Columbus Crew owner Anthony Precourt shares his plan to help them through the trying time he has instigated
Dear Columbus Crew supporters,
First, I’d like to thank you for your incredible support during our MLS playoff success against NYCFC. Over 15,000 of you faced harsh temperatures to cheer on Gregg Berhalter and the boys in yellow and black during the first leg. You’re truly our 12th player. I’m continuously surprised any of you could find Mapfre Stadium. As I’ve made evident over the last few weeks, I’m not happy with our current stadium situation. We need a stadium in downtown Columbus in order to grow. The nearly four-mile stretch between downtown and our home is one of most dangerous in the greater Columbus area. I mean, I don’t even pass one Chipotle on my way to games, which is lame. Yet many of you made the treacherous 13-hour trek to Mapfre safely, in spite the wolves and roaming gangs of cannibal mutants. You are brave souls on par with the pioneers of yesteryear. Color me impressed.
The internet has taken my desire to move the Crew from Columbus to Austin, Texas, as a dismantling of your favorite team. This could not be further from the truth. The team is merely relocating. I hope this analogy will help you understand:
Please picture your grandma. She is getting older and living alone has become dangerous. You want to put her in an assisted living facility so she can receive the necessary care. You want the city to build her a brand-new home closer to you, but the city refuses. Those pencil-necked nerds say she already lives in an assisted living facility a short drive from your home. This obviously angers you. So you ship your grandma to another time zone, where everyone questions if they even want your grandma there.
In this scenario, is your grandma no longer your grandma when you move her into this other assisted living facility? No! She is still the same ole Mima who smells like canned soup and won’t shut up about meeting Elvis that one time. The only difference is she is now hundreds of miles away. Nowhere near her loved ones.
This whole “situation” with the Crew is more or less the same thing. Same Crew. Different City.
Our whizzes in the marketing department and I have been brainstorming ways to ensure a smooth transition to Austin, Texas. Starting next season, we’ll introduce more authentic Austin elements to Mapfre Stadium. Many of you have heard of Austin City Limits, the longest-running music series in American television history. Well, in 2018 we’ll debut Just Barely Columbus City Limits! The longest-running music series performed in a pre-21st century soccer-specific stadium! Wowzer. Doesn’t that sound fun? Immerse yourself in Austin culture as you get your socks rocked by famed local performers Spoon and Willie Nelson. Embracing the music scene is one step closer to adopting the relocation.

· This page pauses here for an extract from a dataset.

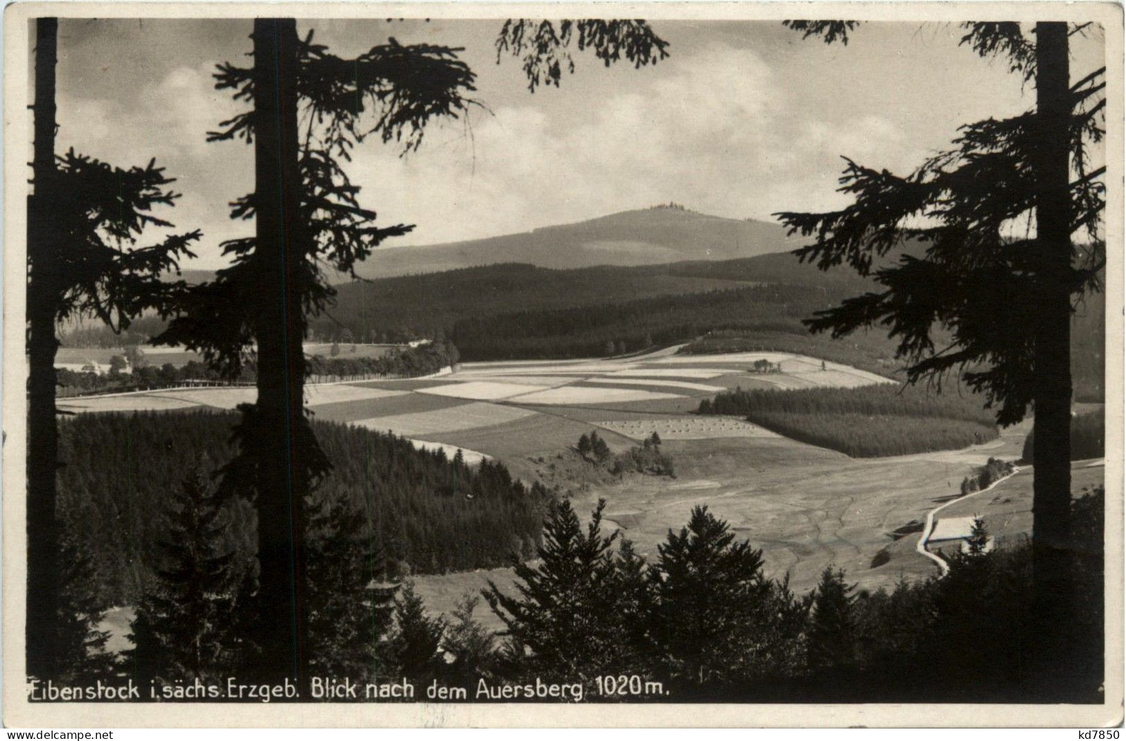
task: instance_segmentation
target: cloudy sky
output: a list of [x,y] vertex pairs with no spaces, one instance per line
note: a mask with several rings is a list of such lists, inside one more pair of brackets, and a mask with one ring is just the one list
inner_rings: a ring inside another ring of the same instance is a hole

Also, all concession stands will now start selling barbecue, a truly Austin classic. We want to keep the experience as close as possible to what you’ll find in our “potential” new home. So get ready to line up bright and early for this delicious meal because our pitmasters are only cooking up a limited amount. Food will sell out before 11:00 a.m. Isn’t that fun? Eating piles of meat before noon! Why can’t they just make more? Who knows! Texas, baby! Gotta love it! WOOOOO. This is only the beginning. All this non-stop, down-south fun will have you saying “y’all” by 2019.

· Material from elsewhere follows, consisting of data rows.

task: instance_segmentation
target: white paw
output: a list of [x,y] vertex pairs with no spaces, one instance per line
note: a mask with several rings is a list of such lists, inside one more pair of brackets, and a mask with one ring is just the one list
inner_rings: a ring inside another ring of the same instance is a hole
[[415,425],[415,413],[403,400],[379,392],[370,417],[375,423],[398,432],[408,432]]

Listen. Before you get snarky on Twitter, many of you are ignoring one simple fact. Austin isn’t that far from Columbus. The year is 2017. Nowhere in the world is too far (Downtown Columbus to Mapfre Stadium being the exception that proves the rule). A quick five-hour flight with a layover in Houston and boom, you’re in Austin. Take a sleep aid and you’ll wake up in our not-quite-soccer-specific shared stadium with the legendary University of Texas football team. Go Longhorns! I mean, it’s all football, right? No need to split hairs. Just remember to leave the game early for your return flight because if you miss it, you’ll have to pay the penalty to switch flights, which can get pricey. Also, if you brought a carry on, you’ll have to pay the fee again. Act fast because this second flight does sell out. Whatever. This is all besides the point. If you love the Crew, as so many of you won’t stop shouting at me, then you’ll make the trip for every home match.
As you can see, this wasn’t a spontaneous decision. We thought this “potential” move through, so all the residents of our current market will not feel abandoned. This historic franchise will live on—regardless of location or name or whether Austin even wants a professional soccer team in the first place. So let’s put this hostility away and support the players on this team that we all love and I own. After all, I’m just a rich man standing in front of angry fans, asking them to give me their money before I move a beloved part of their community far, far away.
Does that really make me a bad person? Shh. No need to answer. Of course it doesn’t. Save your breath for cheering on the team while you can.